/parsed-osrs

Tools and data from the parsed osrs wiki

Primary LanguageTypeScript

Wiki Scraper

Project to download all of the wiki page, and extract a lot of metadata from it.

THIS IS A WORK IN PROGRESS!

It's something I've used to extract some information from the wiki, but is very much not ready for production use. As I've been lacking the time to clean everything up, I'm still releasing it so it can be used by others.

If you'd like to contribute to the project, please message me on discord Anyny0#4452 in discord.gg/flipping so we can chat!
I'll be slowly working on this project so it can gather all of the information required: My end goal is to have everything be available as a json, then in a database, and expose a GraphQL endpoint where we can query anything related to OSRS from it.

CREDIT to the OSRS wiki! All of the content extracted from the wiki belongs to Jagex and the OSRS wiki team, this is only an interface to parse the data.

Usage

There are 2 environment variables you can set:
DATA_FOLDER_PATH, which will contain the resulting parsed data, and WIKI_FOLDER_PATH, which will contain the raw wiki dumped data.
They default to ./data and ./wiki-data, you will have to create the wiki-data directory to get started.

At this time, everything works through the DevService within ./src/modules/app/dev.service.ts: It defaults to dumpEverything, which will download every single wiki page, then extract all of the information from them.

Downloading all of the wiki pages take a while, so I would recommend only doing it every major update or whenevery you need the most up-to-date data.
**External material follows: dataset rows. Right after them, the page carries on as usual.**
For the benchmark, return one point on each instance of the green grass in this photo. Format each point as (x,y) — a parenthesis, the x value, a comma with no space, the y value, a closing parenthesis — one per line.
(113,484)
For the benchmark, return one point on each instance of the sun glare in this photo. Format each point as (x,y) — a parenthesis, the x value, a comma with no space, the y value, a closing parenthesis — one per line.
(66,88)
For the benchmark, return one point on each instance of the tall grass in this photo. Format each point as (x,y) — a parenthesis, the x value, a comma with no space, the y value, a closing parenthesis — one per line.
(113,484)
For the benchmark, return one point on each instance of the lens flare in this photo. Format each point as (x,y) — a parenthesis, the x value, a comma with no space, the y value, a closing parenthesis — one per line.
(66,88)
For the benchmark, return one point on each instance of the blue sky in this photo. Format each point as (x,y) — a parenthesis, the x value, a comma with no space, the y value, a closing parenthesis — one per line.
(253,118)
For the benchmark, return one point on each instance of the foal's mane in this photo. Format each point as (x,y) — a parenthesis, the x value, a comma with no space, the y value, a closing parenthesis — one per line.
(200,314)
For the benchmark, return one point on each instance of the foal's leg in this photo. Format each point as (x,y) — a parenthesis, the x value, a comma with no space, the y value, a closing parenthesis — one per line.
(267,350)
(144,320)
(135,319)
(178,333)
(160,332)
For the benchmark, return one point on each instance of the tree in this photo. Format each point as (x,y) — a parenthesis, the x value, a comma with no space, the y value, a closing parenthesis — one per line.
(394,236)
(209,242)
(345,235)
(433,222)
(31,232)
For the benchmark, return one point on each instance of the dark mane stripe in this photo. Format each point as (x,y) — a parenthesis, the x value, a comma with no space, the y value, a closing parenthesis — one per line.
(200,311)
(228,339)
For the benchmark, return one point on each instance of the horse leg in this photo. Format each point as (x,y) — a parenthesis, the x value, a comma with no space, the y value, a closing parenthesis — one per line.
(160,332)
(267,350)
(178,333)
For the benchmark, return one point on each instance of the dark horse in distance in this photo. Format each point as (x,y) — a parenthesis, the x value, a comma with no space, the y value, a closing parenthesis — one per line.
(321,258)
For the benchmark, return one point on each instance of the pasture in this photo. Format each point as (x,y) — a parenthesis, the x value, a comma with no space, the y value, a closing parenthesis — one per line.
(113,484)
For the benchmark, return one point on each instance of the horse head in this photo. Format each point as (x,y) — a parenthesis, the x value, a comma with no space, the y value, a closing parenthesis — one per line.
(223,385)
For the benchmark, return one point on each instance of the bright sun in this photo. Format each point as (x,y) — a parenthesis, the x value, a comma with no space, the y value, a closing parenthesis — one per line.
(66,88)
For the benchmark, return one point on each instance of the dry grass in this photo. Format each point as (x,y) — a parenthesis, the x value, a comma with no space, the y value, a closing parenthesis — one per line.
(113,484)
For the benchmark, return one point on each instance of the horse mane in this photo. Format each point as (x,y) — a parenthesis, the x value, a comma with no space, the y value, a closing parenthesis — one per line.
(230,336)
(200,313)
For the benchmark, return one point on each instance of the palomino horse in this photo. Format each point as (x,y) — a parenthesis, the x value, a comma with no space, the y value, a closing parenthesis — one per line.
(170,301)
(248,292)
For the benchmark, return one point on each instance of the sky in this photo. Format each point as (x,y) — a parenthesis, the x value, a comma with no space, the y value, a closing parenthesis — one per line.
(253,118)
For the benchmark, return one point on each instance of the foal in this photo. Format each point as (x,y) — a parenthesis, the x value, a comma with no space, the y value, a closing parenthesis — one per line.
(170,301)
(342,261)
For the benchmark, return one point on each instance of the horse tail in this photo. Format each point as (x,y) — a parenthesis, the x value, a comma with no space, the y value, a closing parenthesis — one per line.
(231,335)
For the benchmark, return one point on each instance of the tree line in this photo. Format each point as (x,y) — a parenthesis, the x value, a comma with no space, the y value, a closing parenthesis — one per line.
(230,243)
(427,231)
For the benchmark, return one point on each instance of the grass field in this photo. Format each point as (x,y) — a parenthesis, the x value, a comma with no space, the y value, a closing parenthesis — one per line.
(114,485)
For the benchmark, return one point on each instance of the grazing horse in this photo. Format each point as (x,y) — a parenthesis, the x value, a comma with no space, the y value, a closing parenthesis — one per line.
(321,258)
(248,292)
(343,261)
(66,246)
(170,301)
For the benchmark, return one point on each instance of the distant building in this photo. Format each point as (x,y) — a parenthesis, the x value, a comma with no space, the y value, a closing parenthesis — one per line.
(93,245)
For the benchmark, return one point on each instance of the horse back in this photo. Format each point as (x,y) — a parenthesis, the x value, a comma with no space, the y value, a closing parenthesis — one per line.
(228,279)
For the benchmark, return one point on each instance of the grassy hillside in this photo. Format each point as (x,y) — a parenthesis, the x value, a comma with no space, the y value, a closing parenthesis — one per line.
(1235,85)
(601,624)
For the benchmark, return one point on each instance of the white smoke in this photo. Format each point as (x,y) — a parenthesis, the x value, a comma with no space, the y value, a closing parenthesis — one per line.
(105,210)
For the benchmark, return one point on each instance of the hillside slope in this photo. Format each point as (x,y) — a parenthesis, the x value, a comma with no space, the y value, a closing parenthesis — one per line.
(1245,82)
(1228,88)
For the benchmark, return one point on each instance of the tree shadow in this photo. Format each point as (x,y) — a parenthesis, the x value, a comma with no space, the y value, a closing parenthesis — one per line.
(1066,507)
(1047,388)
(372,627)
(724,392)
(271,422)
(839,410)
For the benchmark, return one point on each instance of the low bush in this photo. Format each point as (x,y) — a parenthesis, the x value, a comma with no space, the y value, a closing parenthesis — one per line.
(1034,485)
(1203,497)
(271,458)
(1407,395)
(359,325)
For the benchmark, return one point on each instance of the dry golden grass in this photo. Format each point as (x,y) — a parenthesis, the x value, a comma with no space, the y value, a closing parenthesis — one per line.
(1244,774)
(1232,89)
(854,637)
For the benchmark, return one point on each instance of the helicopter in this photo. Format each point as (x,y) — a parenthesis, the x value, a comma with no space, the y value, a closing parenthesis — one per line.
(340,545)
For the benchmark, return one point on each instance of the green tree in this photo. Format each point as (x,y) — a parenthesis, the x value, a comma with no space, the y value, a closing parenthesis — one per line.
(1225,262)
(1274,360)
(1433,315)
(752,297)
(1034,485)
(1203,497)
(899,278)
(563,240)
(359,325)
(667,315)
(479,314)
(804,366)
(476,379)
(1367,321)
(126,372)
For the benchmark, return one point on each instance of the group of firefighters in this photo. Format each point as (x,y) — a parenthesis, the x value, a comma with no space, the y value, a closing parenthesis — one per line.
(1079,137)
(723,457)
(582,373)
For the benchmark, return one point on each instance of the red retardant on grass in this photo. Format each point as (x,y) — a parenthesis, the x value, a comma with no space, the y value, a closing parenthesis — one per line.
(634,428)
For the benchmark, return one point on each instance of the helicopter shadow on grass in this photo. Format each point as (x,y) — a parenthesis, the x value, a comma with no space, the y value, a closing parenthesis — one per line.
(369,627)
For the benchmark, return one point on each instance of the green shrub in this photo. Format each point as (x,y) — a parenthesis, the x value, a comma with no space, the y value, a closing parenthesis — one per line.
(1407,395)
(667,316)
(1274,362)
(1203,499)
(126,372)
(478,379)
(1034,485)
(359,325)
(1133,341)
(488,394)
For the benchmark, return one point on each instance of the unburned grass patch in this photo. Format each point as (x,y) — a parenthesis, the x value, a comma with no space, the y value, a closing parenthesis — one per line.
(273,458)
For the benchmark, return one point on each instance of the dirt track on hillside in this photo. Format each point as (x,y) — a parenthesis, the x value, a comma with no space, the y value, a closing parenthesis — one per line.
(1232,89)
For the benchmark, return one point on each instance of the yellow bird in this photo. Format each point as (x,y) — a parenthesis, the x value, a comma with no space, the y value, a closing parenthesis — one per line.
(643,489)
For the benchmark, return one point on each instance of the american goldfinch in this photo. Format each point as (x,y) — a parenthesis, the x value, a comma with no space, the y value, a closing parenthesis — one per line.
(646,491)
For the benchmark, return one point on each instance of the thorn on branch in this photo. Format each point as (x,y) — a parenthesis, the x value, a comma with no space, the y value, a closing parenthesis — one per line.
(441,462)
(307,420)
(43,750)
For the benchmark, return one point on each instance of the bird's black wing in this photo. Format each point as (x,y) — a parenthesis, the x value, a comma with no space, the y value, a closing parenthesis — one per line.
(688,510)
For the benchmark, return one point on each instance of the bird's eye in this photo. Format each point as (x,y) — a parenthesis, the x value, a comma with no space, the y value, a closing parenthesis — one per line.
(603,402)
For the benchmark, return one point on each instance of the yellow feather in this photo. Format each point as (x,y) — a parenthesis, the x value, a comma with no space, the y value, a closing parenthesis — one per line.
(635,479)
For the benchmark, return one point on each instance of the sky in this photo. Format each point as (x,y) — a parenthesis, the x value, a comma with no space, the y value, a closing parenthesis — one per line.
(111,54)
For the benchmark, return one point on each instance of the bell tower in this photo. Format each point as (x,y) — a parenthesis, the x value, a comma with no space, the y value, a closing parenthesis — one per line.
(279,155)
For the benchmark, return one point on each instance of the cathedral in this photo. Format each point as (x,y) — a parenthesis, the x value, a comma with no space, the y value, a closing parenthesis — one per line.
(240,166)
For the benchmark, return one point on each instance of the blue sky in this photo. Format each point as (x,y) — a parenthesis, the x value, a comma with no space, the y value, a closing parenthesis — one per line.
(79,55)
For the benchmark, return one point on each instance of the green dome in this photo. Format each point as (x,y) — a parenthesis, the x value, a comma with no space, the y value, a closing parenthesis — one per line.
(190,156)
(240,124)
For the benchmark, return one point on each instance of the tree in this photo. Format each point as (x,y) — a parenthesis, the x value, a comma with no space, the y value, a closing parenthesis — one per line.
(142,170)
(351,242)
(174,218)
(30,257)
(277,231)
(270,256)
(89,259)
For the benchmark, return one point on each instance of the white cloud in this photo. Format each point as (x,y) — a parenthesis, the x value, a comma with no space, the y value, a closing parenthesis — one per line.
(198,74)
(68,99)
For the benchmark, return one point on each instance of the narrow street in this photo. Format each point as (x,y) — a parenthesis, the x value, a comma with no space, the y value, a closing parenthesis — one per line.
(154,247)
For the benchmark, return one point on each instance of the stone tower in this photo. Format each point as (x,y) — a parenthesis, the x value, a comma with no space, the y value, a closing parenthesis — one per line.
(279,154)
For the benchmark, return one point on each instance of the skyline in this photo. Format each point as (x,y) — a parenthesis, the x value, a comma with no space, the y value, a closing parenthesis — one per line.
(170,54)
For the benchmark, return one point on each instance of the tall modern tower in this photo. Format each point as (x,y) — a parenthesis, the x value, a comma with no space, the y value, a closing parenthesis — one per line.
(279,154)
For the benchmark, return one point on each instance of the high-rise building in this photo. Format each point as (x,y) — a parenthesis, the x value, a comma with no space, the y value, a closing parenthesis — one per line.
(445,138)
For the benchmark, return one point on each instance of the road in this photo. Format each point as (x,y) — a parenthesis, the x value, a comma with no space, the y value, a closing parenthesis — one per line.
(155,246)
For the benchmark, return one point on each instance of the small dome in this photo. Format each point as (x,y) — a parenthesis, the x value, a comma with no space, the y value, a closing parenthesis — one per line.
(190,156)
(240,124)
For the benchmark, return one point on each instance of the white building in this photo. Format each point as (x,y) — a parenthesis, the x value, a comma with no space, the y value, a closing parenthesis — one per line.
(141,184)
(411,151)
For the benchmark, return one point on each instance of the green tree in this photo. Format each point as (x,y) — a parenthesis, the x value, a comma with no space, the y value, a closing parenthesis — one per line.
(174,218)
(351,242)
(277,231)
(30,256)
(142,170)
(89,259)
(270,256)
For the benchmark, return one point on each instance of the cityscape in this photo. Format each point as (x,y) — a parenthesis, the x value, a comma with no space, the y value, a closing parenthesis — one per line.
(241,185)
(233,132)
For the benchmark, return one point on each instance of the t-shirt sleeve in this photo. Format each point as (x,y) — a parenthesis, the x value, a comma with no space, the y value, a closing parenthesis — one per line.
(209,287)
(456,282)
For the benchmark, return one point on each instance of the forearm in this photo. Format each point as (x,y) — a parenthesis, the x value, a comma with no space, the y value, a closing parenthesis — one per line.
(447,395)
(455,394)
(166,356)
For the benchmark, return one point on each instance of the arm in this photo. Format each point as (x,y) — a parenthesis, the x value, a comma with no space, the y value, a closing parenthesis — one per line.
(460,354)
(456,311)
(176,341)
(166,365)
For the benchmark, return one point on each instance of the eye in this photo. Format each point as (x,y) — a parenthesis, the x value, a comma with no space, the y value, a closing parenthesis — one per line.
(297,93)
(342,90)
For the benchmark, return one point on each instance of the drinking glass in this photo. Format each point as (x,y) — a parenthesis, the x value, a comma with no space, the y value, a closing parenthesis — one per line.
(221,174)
If you want to use the local files, replace this.dumpEverything() with this.extractWikiContent() within the dev service method, or adjust as you need to only dump the relevant data you need.

To run:

  1. Make sure the environment variables are set, or that the wiki-data folder exists.
  2. Adjust the dev service content to dump or extract the relevant data only
  3. Run using npm run start